September, 2009

The NIH established the Grand Opportunities “GO” grants program as part of the Recovery act to support high yield, short-term projects that address large, specific biomedical and bio-behavioral research endeavors.  Two CCGS faculty members recently received these highly competitive stimulus grants.

Morgan Giddings and Co-PI Xian Chen were awarded $1.6M from the NHGRI to generate and analyze proteomic datasets for annotation of ENCODE human cell lines.  ENCODE is a consortium spearheaded by NHGRI to produce a comprehensive map of functional elements in the human genome.  The Giddings lab will further proteogenomic mapping efforts by using advanced mass spectrometry methods to generate large-scale proteomic datasets using the same ENCODE cell lines used for transcription mapping.  A community accessible database will be constructed to store and manage the datasets which will be mapped to human genome drafts on a UCSC genome browser track.  As the ENCODE project scales up, these advances to existing mapping technologies will further ENCODE efforts to identify the subset of transcripts that encode proteins.

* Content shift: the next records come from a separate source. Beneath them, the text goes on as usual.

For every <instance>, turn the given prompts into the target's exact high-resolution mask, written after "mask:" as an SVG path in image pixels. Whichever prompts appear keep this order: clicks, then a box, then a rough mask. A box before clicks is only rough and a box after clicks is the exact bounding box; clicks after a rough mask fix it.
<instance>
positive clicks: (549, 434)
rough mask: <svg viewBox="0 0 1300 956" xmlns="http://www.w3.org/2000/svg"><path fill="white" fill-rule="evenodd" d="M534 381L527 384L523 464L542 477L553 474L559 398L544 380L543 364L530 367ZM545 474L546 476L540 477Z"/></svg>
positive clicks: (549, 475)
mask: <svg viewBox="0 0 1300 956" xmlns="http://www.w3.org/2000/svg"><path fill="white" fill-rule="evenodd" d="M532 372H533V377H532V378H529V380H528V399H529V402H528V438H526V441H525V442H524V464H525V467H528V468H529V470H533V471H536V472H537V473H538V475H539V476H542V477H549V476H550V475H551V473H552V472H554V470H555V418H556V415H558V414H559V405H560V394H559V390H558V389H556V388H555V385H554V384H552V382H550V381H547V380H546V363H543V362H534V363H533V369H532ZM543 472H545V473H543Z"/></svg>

With his GO award, Pat Sullivan proposes experiments aimed at discovering DNA and RNA biomarkers for major depressive disorder (MDD) by developing a comprehensive understanding of the genomics of transcription in normal and affected twins. This work is essential to developing a more complete understanding of the biological basis of MDD, a common complex trait associated with considerable morbidity, mortality, and personal/societal cost.  The 2-year grant from the NIMH provides $3.3M in funding to achieve two aims.  First, they will conduct an eQTL study of mono- and dizygotic twin pairs.  Genome-wide SNPs and CNVs will be assayed as well as genome-wide methylation, miRNA, exon splicing, and nucleosome occupancy.  RNA-seq will be also be conducted on a subset of samples.  Comprehensive analyses will determine the genetic architecture and genome-wide associations for every transcript to provide a detailed catalog of the architecture of transcription.  The second aim will capitalize on the results from Aim 1 and a large MDD study with repeated clinical and biological assessments to identify biomarkers for MDD.